People can now record disability and access needs in the Digital Health Record
A new update to the ACT Digital Health Record allows people living with disability to formally record their access and communication needs. The change aims to reduce repeated explanations, improve reasonable adjustments and strengthen visibility of disability within the public health system.
People living with disability in the ACT can now identify their disability and outline their access requirements directly in the Digital Health Record (DHR), marking a significant shift towards more consistent person-centred care.
More than three years after the DHR was introduced, a new questionnaire has been embedded into the system, including MyDHR, allowing consumers to record and update their access needs. The information is then visible to Canberra Health Services staff across a person’s healthcare journey.
The change means people living with disability will no longer need to repeatedly explain their communication or accessibility requirements at every appointment.
A step forward for communication access
For many, the biggest barriers in healthcare are not clinical, but practical.
DeafACT secretary Louise Irvine said communication challenges remain common for people who are deaf or hard-of-hearing.
“There have been times when no Auslan interpreter was booked, or when people assumed that all deaf patients could easily read English, which isn’t true for everyone. Face masks have made things even harder, because facial expressions and mouth patterns are such an important part of communication in Auslan,” she said.

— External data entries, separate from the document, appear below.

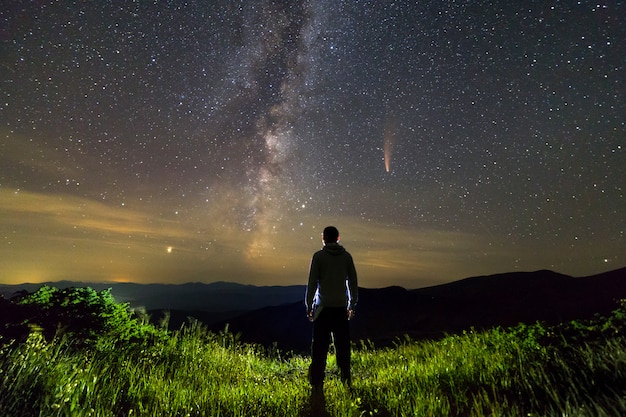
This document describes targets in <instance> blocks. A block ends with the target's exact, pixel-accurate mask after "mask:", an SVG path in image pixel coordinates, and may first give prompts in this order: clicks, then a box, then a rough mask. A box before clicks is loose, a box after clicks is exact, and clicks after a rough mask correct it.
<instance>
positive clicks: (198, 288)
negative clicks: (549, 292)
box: [0, 281, 304, 313]
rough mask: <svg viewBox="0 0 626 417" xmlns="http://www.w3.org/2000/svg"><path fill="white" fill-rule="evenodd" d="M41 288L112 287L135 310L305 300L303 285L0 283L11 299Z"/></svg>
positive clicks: (62, 282)
mask: <svg viewBox="0 0 626 417" xmlns="http://www.w3.org/2000/svg"><path fill="white" fill-rule="evenodd" d="M42 285H48V286H52V287H57V288H69V287H91V288H93V289H94V290H97V291H102V290H105V289H108V288H111V294H113V296H114V297H115V299H116V300H117V301H118V302H128V303H130V305H131V306H132V307H134V308H144V309H146V310H148V311H150V310H186V311H198V312H210V313H224V312H229V311H248V310H255V309H258V308H262V307H265V306H269V305H279V304H284V303H289V302H294V301H296V300H299V299H302V298H303V297H304V286H303V285H302V286H299V285H292V286H264V287H257V286H254V285H245V284H238V283H233V282H224V281H218V282H214V283H209V284H204V283H199V282H191V283H185V284H136V283H89V282H72V281H59V282H47V283H42V284H18V285H3V284H0V294H2V295H4V297H5V298H10V297H11V296H12V295H13V294H14V293H15V292H16V291H20V290H26V291H28V292H33V291H36V290H37V289H38V288H40V287H41V286H42Z"/></svg>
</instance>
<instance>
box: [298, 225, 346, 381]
mask: <svg viewBox="0 0 626 417" xmlns="http://www.w3.org/2000/svg"><path fill="white" fill-rule="evenodd" d="M322 242H323V243H324V247H323V248H322V249H321V250H319V251H317V252H315V253H314V254H313V258H312V259H311V268H310V270H309V283H308V286H307V291H306V296H305V303H306V308H307V314H308V317H309V320H310V321H312V322H313V343H312V347H311V366H310V367H309V381H310V382H311V385H312V387H313V388H314V389H317V390H321V389H322V386H323V383H324V371H325V369H326V356H327V355H328V348H329V346H330V338H331V333H332V335H333V340H334V343H335V352H336V354H337V365H338V366H339V369H340V371H341V379H342V381H343V382H344V383H346V384H348V385H350V384H351V375H350V328H349V323H348V320H350V319H351V318H352V317H353V316H354V311H355V310H354V309H355V307H356V303H357V301H358V282H357V276H356V269H355V268H354V261H353V260H352V255H350V253H348V251H346V250H345V249H344V247H343V246H341V245H339V231H338V230H337V228H335V227H333V226H328V227H326V228H325V229H324V233H323V240H322Z"/></svg>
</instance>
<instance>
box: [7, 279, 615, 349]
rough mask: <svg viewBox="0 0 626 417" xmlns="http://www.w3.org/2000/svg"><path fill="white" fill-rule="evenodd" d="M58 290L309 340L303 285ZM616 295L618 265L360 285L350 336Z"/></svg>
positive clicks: (525, 313) (497, 324)
mask: <svg viewBox="0 0 626 417" xmlns="http://www.w3.org/2000/svg"><path fill="white" fill-rule="evenodd" d="M41 285H43V284H21V285H0V294H2V295H3V296H4V297H5V298H10V296H11V295H12V294H14V293H15V292H16V291H18V290H26V291H29V292H30V291H35V290H36V289H37V288H39V287H40V286H41ZM47 285H51V286H56V287H59V288H67V287H81V286H90V287H92V288H93V289H95V290H98V291H100V290H102V289H106V288H111V293H112V294H113V296H114V297H115V298H116V300H118V301H123V302H128V303H129V304H130V305H131V307H133V308H140V309H145V310H146V311H147V312H148V313H149V314H150V315H151V316H152V318H153V320H154V321H158V320H160V319H161V317H162V316H163V315H164V314H165V312H166V311H167V312H168V315H169V323H170V327H171V328H179V327H180V325H181V324H182V323H183V322H185V321H186V320H188V318H189V317H193V318H195V319H196V320H199V321H201V322H203V323H205V324H206V325H207V326H208V327H209V328H210V329H212V330H215V331H221V330H223V329H224V328H225V327H226V326H228V329H229V331H231V332H233V333H238V334H240V339H241V340H242V341H244V342H250V343H259V344H262V345H266V346H276V347H278V348H280V349H281V350H287V351H296V352H302V351H306V350H307V349H308V347H309V344H310V339H311V330H312V325H311V323H309V322H308V320H307V318H306V315H305V309H304V305H303V298H304V291H305V286H304V285H301V286H297V285H296V286H282V287H281V286H268V287H258V286H252V285H242V284H235V283H227V282H216V283H212V284H201V283H189V284H182V285H166V284H149V285H142V284H132V283H110V284H91V283H79V282H69V281H63V282H55V283H47ZM621 299H626V268H621V269H617V270H613V271H609V272H605V273H601V274H597V275H593V276H588V277H571V276H568V275H563V274H559V273H556V272H552V271H548V270H541V271H535V272H513V273H504V274H496V275H489V276H480V277H472V278H466V279H463V280H460V281H455V282H451V283H447V284H442V285H437V286H432V287H425V288H419V289H413V290H407V289H404V288H401V287H386V288H378V289H370V288H361V289H360V290H359V304H358V306H357V315H356V317H355V319H354V320H353V321H352V323H351V333H352V338H353V340H355V341H359V340H362V341H366V343H368V344H373V345H375V346H388V345H391V344H393V343H394V342H395V341H396V340H397V339H398V338H402V337H404V336H405V335H406V336H409V337H411V338H413V339H427V338H439V337H441V336H443V335H445V334H453V333H458V332H461V331H463V330H468V329H470V328H474V329H477V330H480V329H486V328H491V327H494V326H505V327H506V326H513V325H516V324H518V323H527V324H531V323H535V322H537V321H541V322H545V323H546V324H558V323H561V322H566V321H571V320H584V319H590V318H593V317H594V315H596V314H600V315H608V314H609V313H610V312H611V311H612V310H615V309H616V308H617V306H618V302H619V300H621Z"/></svg>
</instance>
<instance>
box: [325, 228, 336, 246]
mask: <svg viewBox="0 0 626 417" xmlns="http://www.w3.org/2000/svg"><path fill="white" fill-rule="evenodd" d="M322 239H324V243H337V242H339V230H337V228H336V227H335V226H328V227H326V228H325V229H324V233H323V234H322Z"/></svg>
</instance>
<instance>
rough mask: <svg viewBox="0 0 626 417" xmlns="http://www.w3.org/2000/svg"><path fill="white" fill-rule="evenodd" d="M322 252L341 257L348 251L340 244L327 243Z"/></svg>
mask: <svg viewBox="0 0 626 417" xmlns="http://www.w3.org/2000/svg"><path fill="white" fill-rule="evenodd" d="M322 250H323V251H324V252H326V253H328V254H331V255H341V254H342V253H344V252H345V251H346V250H345V248H344V247H343V246H341V245H340V244H339V243H327V244H326V246H324V247H323V248H322Z"/></svg>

“We will now have the ability to add and edit our own communication needs in the Digital Health Record – this is a huge step forward.”
By formally recording access needs, healthcare staff can make reasonable adjustments before a patient even arrives.
These adjustments may include:
- Booking Auslan interpreters in advance
- Providing large-print or simplified written information
- Adjusting appointment times so carers or support people can attend
- Using SMS or email instead of phone calls
- Offering quiet or low-sensory waiting areas
- Introducing visual alerts instead of verbal-only announcements
For many people living with disability, these are not preferences. They are basic requirements for safe and equitable care.
Reducing repeated explanations
A recurring frustration for people living with disability is having to restate their needs at every point of contact.
The updated DHR aims to reduce this burden by ensuring access requirements are visible across services within Canberra Health Services. That continuity is particularly important for people with complex or ongoing health needs.
Ms Irvine noted that everyday systems often default to able-bodied communication norms.
“Simple things like booking systems that require phone calls, waiting rooms that only call out names verbally, or poor lighting in consultation rooms can all create unnecessary stress,” she said.
“The introduction of Canberra Health Services’ reasonable adjustments is so meaningful. These changes generally respond to barriers that deaf people have been facing for a long time.”
A legislative and systemic shift
Health Minister Rachel Stephen-Smith said the update supports a more inclusive health system.
“We know that people with disability often experience poorer health outcomes and have more complex health needs. Asking whether a person identifies as having a disability, and understanding their access needs, is essential to delivering truly person-centred care,” she said.
“Until now, there hasn’t been a consistent way to capture this information or make it visible across someone’s health journey.”
In the ACT, making reasonable adjustments to enable access to healthcare is a legislative requirement. Embedding access needs directly into the Digital Health Record helps operationalise that obligation.
Ms Stephen-Smith acknowledged that physical and infrastructure limitations remain in some settings but said accessibility is being prioritised in new builds and refurbishments.
“There will be some barriers we know we’ll need to continue to work through, we know there’s more to be done, but as we refresh our infrastructure and as we refresh our training, we’ll continue to improve that accessibility,” she said.
Building better data for better systems
Health Care Consumers’ Association health literacy officer C Moore said the change will also strengthen disability visibility in health data.
“Collecting this information will also help to build a clearer picture of the needs of people with disability to create a more accessible public health system,” they said.
“Gathering this information will help to increase the visibility of people with disability within health system data. We hope this will be used to promote ongoing improvements that make healthcare safer and more accessible for everyone.”
The ability for people living with disability to voluntarily update their details — or receive assistance from a provider during an appointment — places control back with the individual.
It may seem like a simple system update. In practice, it signals something more significant: recognition that accessibility should be built into healthcare from the start, not retrofitted after something goes wrong.